A strong, engaged community provides a competitive advantage cloud providers struggle to replicate:

  • Community contributions improve the product
  • Users become advocates and educators
  • The ecosystem builds complementary tools
  • A talent pipeline develops for hiring

As Redis Labs founder Salvatore Sanfilippo observed, "AWS can copy our code, but they can't copy our community."

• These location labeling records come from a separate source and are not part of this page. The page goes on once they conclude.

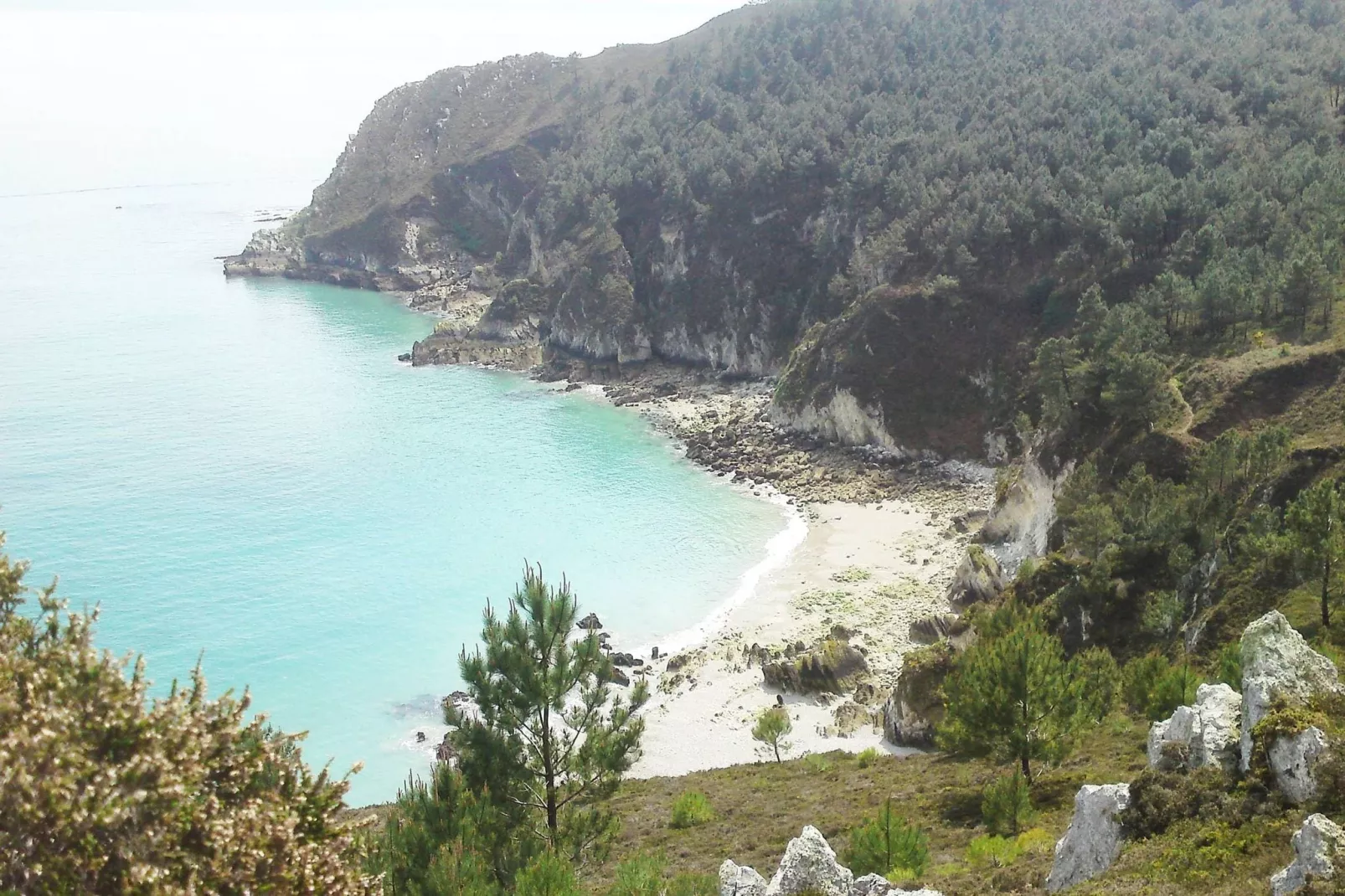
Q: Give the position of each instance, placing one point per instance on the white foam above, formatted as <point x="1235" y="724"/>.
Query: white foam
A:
<point x="778" y="550"/>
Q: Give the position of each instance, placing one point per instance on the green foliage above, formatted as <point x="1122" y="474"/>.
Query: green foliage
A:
<point x="771" y="728"/>
<point x="549" y="740"/>
<point x="1158" y="800"/>
<point x="439" y="840"/>
<point x="1316" y="523"/>
<point x="548" y="875"/>
<point x="692" y="809"/>
<point x="1099" y="681"/>
<point x="990" y="851"/>
<point x="106" y="789"/>
<point x="888" y="845"/>
<point x="1013" y="696"/>
<point x="1007" y="805"/>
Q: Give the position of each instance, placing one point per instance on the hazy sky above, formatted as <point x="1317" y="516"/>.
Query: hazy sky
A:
<point x="97" y="95"/>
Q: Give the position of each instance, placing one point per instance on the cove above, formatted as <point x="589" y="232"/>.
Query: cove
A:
<point x="242" y="471"/>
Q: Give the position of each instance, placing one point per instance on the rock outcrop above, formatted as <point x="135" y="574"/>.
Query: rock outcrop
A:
<point x="1201" y="735"/>
<point x="832" y="667"/>
<point x="1293" y="762"/>
<point x="1318" y="845"/>
<point x="809" y="867"/>
<point x="740" y="880"/>
<point x="1094" y="838"/>
<point x="1278" y="663"/>
<point x="915" y="707"/>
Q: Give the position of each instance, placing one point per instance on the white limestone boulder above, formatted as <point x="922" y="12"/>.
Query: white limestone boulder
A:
<point x="1201" y="735"/>
<point x="740" y="880"/>
<point x="1092" y="841"/>
<point x="1293" y="760"/>
<point x="1278" y="662"/>
<point x="810" y="864"/>
<point x="1318" y="847"/>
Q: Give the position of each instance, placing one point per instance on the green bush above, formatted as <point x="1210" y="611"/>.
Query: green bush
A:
<point x="888" y="845"/>
<point x="548" y="875"/>
<point x="1007" y="805"/>
<point x="692" y="809"/>
<point x="1100" y="681"/>
<point x="990" y="851"/>
<point x="1160" y="800"/>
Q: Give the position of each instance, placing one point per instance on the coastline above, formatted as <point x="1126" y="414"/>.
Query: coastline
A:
<point x="870" y="547"/>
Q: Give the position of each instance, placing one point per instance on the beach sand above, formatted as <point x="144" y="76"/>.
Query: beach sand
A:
<point x="872" y="568"/>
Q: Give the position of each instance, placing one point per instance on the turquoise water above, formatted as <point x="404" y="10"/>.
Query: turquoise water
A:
<point x="242" y="468"/>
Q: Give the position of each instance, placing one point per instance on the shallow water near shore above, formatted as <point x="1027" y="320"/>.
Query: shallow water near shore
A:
<point x="241" y="470"/>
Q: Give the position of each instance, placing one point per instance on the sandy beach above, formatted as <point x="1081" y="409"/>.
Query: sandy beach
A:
<point x="873" y="568"/>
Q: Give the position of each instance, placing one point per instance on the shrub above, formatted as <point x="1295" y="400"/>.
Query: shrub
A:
<point x="1100" y="681"/>
<point x="888" y="845"/>
<point x="1160" y="800"/>
<point x="989" y="851"/>
<point x="1007" y="805"/>
<point x="108" y="791"/>
<point x="548" y="875"/>
<point x="692" y="809"/>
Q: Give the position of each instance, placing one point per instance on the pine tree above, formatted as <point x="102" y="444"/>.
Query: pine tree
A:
<point x="1013" y="698"/>
<point x="548" y="739"/>
<point x="771" y="728"/>
<point x="1317" y="530"/>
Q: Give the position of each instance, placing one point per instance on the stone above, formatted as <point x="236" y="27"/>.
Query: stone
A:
<point x="810" y="867"/>
<point x="1278" y="662"/>
<point x="1293" y="762"/>
<point x="740" y="880"/>
<point x="1317" y="847"/>
<point x="1201" y="735"/>
<point x="1092" y="841"/>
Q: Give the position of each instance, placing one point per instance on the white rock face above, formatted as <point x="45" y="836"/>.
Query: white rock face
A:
<point x="810" y="864"/>
<point x="1293" y="762"/>
<point x="1207" y="734"/>
<point x="1092" y="841"/>
<point x="1317" y="847"/>
<point x="1278" y="661"/>
<point x="740" y="880"/>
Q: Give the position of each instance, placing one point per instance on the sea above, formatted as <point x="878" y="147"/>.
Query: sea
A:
<point x="240" y="472"/>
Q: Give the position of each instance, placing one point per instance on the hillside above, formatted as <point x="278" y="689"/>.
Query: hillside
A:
<point x="963" y="170"/>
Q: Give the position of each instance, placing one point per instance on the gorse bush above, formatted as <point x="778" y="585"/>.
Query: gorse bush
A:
<point x="692" y="809"/>
<point x="1007" y="805"/>
<point x="888" y="845"/>
<point x="106" y="790"/>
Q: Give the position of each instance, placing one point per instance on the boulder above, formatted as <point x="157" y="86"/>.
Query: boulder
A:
<point x="1201" y="735"/>
<point x="1293" y="762"/>
<point x="1092" y="841"/>
<point x="834" y="667"/>
<point x="740" y="880"/>
<point x="977" y="580"/>
<point x="810" y="867"/>
<point x="1278" y="662"/>
<point x="915" y="708"/>
<point x="1317" y="847"/>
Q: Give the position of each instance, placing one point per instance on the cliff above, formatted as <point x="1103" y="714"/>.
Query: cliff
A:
<point x="885" y="205"/>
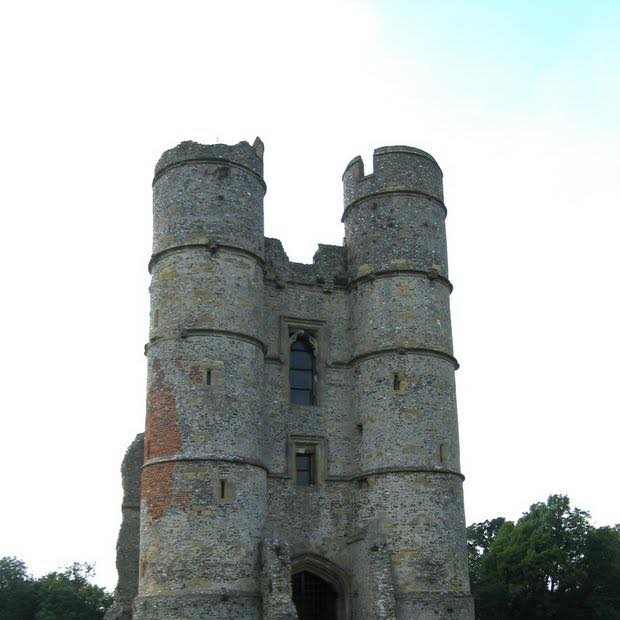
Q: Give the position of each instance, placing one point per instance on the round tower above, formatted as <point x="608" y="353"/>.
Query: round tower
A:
<point x="203" y="489"/>
<point x="403" y="368"/>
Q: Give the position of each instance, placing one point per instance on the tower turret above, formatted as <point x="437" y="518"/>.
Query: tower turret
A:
<point x="203" y="489"/>
<point x="403" y="371"/>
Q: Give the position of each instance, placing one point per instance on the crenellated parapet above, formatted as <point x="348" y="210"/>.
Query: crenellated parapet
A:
<point x="328" y="267"/>
<point x="394" y="217"/>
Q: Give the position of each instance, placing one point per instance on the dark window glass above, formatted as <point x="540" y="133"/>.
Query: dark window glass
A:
<point x="300" y="359"/>
<point x="300" y="379"/>
<point x="304" y="464"/>
<point x="301" y="371"/>
<point x="396" y="383"/>
<point x="301" y="397"/>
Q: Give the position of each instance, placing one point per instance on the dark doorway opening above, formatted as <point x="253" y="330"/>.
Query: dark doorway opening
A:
<point x="314" y="598"/>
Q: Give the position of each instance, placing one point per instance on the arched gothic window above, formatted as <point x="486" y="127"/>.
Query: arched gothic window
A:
<point x="302" y="369"/>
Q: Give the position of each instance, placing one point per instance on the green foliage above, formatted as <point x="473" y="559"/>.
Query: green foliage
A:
<point x="551" y="564"/>
<point x="17" y="594"/>
<point x="65" y="595"/>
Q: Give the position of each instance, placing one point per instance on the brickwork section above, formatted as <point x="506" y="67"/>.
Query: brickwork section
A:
<point x="162" y="432"/>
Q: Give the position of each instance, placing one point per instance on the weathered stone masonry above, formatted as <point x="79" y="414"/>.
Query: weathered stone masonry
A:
<point x="223" y="524"/>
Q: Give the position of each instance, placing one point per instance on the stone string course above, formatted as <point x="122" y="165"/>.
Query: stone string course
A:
<point x="214" y="525"/>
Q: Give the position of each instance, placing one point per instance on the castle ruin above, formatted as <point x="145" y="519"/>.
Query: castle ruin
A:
<point x="301" y="454"/>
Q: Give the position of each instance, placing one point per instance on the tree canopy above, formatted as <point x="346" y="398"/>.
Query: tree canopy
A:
<point x="63" y="595"/>
<point x="551" y="563"/>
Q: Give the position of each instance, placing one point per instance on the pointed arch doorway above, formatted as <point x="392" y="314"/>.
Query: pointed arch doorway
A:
<point x="320" y="589"/>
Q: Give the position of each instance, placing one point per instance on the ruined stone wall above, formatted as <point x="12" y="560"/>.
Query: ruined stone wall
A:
<point x="223" y="523"/>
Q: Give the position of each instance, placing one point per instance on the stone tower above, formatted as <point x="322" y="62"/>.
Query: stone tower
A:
<point x="301" y="454"/>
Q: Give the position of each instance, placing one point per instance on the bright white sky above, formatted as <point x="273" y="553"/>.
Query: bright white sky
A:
<point x="518" y="101"/>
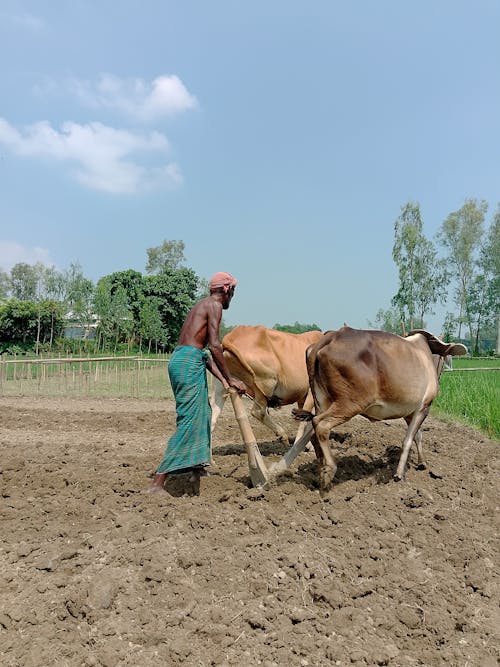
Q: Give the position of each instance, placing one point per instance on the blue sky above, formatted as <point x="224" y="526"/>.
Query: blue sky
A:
<point x="278" y="140"/>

Making the Right Choice for Your Project

There's no one-size-fits-all solution. Your approach should depend on:

  1. Project maturity: Early-stage projects benefit from permissive licensing to drive adoption
  2. Business model: How you monetize affects licensing decisions
  3. Resources: Defending against cloud providers requires substantial resources
  4. Community values: Some communities resist restrictive licensing

Key Takeaways for Open Source Companies

The competition with cloud providers isn't disappearing, but you can take proactive steps:

  1. Consider defensive licensing early, before cloud providers target your market
  2. Build value beyond the core open source project that's difficult to replicate
  3. Develop direct cloud offerings to establish your position
  4. Cultivate a strong community as a competitive advantage
  5. Create partnerships rather than pure competitive relationships

By combining thoughtful licensing with strong product differentiation and community building, open source companies can protect their innovations while maintaining the collaborative spirit that makes open source powerful.

The future likely belongs to companies that balance openness with sustainability, creating models where both the community and commercial entities benefit from ongoing innovation.